29 Mart 2012 Perşembe

İlk Ses


Merhaba. Ben Rüya. İki buçuğum. Beşiktaş tutuyorum.
Bu Rüya'nın sesi. Rüya benim kızım. İki buçuğu geçti aslında. Üç oldu. Üç yıldır hayat onun sesiyle, komik, yorucu, zor, enerjik, şaşırtıcı ve neşeli geçti, geçiyor. İşte bu sesleri kaydetmek, zamanı durdurmak istedim. Büyüdüğünde ona bak bunları dedin, bunları düşündün demek istedim. Bir ömrün, çocukla birlikte kendini nasıl yenileyebildiğini ona ve kendime göstermek istedim.
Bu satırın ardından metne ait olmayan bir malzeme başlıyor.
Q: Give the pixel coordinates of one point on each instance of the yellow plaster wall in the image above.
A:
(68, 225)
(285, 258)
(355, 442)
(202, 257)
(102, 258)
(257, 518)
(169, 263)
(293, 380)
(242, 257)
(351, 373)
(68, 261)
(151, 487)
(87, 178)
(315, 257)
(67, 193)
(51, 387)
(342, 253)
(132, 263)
İlk merhaba da onun merhabası olsun. Merhaba. Ben Rüya. İki buçuğum. Beşiktaş tutuyorum.
Rüya parkta arkadaşlarla tanışmak için hep bunu söyledi.  Ya da adını soranlara bir çırpıda söylediği de buydu. Şimdi bahar geldi, Rüya'nın sesi de kelimeleri de çoğaldı, büyüdü. Şimdi Ben Rüya. Üç yaşındayım, Beşiktaş tutuyorum, diyor. Kendini böyle tarif ediyor. Böyle tanımlıyor. En basitinden. En güzelinden.